Les statistiques sur la délinquance sont perpétuellement trafiquées. Le 14 janvier 2005, Villepin a annoncé des chiffres globaux en baisse (global signifie un amalgame entre les vétilles déclarées et ayant dépassé le stade de la main courante [grosse astuce des poulets : ne pas aller au-delà pour faire baisser les statistiques] et les crimes de sang ou les violences physiques. Or, les séquestrations (plus 6, 31 %), les viols sur mineurs (plus 7 %), les vols à main armée (plus 8, 69 %) étaient en hausse. L’indicateur crimes et délits contre les personnes, abandonné par Villepin, était en hausse de 4, 7 %. L’Observatoire de la délinquance (organe récent visiblement créé pour cacher la merde au chat et truffé d’affiliés de l’UMP et sympathisants) ayant malgré tout observé sur 31 crimes et délits (ce qu’il devait repérer) une hausse de 0, 7 %, la DGPN (direction générale de la police nationale) a viré les “ menaces et chantages ” pour la faire disparaître.
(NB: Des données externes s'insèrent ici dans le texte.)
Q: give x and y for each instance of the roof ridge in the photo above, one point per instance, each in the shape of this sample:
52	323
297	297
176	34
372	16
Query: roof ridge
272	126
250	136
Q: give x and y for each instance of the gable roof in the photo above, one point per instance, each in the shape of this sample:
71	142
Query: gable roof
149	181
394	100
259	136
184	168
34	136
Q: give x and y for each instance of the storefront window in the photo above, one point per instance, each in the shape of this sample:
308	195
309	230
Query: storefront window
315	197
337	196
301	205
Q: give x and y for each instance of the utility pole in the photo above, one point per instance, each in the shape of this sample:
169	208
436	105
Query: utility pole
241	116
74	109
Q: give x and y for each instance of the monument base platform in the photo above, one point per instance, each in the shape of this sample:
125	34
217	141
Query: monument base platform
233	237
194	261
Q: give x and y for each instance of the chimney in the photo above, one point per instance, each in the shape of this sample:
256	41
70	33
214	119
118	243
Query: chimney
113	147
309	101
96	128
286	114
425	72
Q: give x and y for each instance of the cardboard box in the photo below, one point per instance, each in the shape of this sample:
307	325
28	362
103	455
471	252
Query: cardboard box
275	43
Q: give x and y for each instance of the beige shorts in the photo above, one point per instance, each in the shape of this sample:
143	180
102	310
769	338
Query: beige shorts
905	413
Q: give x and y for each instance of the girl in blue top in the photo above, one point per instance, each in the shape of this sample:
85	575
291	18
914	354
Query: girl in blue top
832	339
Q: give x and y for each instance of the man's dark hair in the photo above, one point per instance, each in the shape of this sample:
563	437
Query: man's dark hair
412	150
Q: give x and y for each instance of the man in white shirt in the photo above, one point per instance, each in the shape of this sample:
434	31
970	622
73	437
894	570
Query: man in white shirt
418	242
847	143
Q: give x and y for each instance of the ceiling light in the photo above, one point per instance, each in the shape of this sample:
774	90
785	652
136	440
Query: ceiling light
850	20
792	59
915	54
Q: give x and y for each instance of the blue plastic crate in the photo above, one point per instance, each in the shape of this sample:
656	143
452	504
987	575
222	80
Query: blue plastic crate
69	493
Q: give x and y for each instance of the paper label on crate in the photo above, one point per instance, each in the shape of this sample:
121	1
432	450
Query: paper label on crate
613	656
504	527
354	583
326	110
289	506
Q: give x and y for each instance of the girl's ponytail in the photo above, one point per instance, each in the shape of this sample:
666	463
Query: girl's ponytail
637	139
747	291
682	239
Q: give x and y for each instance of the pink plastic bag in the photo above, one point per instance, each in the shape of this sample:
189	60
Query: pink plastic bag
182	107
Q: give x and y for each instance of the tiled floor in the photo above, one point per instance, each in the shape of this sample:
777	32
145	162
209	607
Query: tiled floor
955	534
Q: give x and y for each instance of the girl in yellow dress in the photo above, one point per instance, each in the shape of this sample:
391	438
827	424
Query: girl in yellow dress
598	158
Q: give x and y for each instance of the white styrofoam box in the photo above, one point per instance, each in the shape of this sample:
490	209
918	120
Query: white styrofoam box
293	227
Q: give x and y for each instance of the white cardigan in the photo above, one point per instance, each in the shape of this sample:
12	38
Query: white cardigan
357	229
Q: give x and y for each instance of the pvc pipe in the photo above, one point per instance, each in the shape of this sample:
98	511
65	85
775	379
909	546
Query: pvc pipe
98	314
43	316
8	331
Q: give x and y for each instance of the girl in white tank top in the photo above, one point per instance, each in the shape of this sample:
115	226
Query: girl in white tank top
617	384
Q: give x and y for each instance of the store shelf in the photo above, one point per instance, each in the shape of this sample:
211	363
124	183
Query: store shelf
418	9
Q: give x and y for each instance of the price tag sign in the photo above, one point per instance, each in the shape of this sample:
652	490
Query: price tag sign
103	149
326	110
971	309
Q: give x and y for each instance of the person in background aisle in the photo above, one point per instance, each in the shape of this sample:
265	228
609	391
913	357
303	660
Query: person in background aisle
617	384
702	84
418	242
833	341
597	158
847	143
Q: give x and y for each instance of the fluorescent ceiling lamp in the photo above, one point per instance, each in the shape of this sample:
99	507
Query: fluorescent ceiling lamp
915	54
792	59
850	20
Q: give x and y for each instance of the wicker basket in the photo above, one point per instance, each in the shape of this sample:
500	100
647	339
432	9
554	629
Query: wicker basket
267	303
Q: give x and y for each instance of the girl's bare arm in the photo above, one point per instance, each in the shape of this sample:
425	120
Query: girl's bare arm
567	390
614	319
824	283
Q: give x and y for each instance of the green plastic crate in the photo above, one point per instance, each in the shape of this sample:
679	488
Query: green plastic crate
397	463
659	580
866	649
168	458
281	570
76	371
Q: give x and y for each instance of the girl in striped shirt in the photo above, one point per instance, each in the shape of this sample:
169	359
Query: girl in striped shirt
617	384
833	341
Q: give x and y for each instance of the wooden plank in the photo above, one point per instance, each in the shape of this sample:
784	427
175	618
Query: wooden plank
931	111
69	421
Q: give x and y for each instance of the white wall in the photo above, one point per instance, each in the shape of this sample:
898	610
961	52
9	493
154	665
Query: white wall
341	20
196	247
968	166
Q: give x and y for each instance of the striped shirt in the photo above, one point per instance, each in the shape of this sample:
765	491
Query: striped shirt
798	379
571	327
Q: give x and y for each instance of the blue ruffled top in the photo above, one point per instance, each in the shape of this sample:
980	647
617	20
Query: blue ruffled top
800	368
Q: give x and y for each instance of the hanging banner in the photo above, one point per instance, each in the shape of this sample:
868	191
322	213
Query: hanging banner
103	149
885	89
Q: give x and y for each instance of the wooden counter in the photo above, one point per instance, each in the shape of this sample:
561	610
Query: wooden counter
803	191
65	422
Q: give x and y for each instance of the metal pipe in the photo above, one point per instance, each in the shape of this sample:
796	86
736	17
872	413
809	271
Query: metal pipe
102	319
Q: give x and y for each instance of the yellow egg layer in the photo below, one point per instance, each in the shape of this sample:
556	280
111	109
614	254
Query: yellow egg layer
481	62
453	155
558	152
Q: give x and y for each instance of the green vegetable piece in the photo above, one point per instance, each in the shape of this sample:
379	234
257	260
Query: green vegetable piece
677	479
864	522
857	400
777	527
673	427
Rappelons que Chiracos a été élu en 2002 sur le thème de la sécurité, d’où la nécessité de truquer les chiffres et de modifier les bases de calcul.
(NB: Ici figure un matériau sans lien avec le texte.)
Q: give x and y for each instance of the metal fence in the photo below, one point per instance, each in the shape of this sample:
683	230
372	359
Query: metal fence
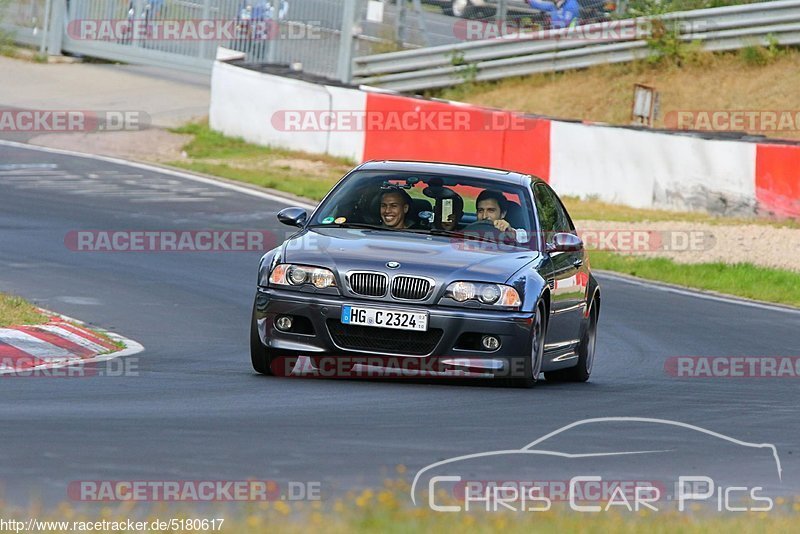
317	36
185	34
518	54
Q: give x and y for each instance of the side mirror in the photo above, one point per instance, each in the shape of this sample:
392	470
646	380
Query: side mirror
293	216
565	242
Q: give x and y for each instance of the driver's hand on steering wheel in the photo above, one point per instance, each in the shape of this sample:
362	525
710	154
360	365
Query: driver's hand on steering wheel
501	224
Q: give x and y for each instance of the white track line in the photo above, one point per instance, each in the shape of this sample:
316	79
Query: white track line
660	286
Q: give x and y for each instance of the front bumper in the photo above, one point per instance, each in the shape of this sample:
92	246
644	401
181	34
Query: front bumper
446	348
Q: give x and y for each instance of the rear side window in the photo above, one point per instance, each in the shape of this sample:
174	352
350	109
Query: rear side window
552	215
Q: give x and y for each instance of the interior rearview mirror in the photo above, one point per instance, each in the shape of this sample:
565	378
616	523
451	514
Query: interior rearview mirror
293	216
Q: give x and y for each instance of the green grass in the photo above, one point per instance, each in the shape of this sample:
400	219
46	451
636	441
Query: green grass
17	311
741	279
597	210
298	173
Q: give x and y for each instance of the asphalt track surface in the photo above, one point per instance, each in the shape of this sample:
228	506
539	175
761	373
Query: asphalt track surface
194	410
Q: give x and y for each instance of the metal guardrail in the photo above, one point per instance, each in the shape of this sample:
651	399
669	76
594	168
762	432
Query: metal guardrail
717	29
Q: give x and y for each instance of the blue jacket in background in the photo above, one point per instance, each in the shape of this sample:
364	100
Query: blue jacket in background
560	17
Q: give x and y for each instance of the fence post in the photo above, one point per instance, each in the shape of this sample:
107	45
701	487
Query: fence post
55	27
205	15
345	64
501	15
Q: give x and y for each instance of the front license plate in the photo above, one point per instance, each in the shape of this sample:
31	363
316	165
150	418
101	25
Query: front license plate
400	320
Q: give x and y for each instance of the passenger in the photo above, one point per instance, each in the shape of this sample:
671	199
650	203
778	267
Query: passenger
394	206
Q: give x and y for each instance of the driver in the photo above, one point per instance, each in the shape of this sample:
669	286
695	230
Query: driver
491	206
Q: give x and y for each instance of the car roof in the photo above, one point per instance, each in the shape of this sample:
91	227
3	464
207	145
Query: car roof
467	171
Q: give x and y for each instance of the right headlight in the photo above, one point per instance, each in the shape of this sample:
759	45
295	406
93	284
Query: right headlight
490	294
287	274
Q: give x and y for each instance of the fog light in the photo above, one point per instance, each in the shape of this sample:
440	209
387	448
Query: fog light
283	323
490	342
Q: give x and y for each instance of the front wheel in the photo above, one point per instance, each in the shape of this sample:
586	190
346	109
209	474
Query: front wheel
532	367
266	361
260	356
586	349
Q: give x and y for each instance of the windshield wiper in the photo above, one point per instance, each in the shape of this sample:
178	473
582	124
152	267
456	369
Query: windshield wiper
350	225
461	234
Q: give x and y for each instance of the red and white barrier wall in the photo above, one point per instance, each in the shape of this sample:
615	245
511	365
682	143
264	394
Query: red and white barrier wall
639	168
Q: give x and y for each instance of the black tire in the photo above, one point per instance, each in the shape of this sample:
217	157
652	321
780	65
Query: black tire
533	362
586	349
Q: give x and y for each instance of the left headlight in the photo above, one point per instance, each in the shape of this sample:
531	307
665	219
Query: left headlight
287	274
490	294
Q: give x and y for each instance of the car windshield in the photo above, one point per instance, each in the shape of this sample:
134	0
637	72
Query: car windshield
442	204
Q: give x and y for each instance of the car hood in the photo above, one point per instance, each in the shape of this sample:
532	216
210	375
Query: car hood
443	258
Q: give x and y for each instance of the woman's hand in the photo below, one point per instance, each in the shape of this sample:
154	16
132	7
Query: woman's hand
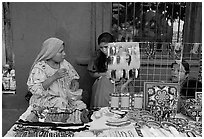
60	73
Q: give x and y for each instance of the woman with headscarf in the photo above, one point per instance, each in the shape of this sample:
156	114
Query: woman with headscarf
50	77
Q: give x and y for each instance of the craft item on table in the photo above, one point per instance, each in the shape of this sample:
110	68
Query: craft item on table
84	134
190	133
125	103
161	94
134	115
114	101
120	101
179	121
128	131
156	111
145	112
195	127
118	122
153	124
150	49
148	118
137	128
124	56
166	125
74	117
192	108
137	101
174	131
25	131
166	133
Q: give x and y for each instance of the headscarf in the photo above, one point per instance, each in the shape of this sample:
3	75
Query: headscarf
49	49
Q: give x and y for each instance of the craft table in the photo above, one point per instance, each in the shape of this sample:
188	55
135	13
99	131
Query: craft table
99	128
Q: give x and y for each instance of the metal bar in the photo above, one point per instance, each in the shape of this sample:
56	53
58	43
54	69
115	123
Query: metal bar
179	23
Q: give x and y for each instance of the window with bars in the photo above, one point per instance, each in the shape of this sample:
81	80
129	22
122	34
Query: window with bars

Il faut donc exiger la mise en place d’organismes statistiques indépendants du pouvoir politique et/ou économique et faire organiser l’appareillage statistique par un conseil général regroupant les forces sociales réelles de la société civile. Une statistique ou une comptabilité ne reflète jamais que ce pour quoi et pour qui elle a été construite. Elle donne une image que de la réalité que l’on voudrait saisir. Mais ce n’est qu’une image de la réalité et non cette dernière. C’est pourquoi il est important de comprendre que les instances gouvernementales et le pouvoir financier ont le plus grand intérêt à ne prendre en compte que ce qui les intéresse et à trafiquer les chiffres pour manipuler l’opinion publique.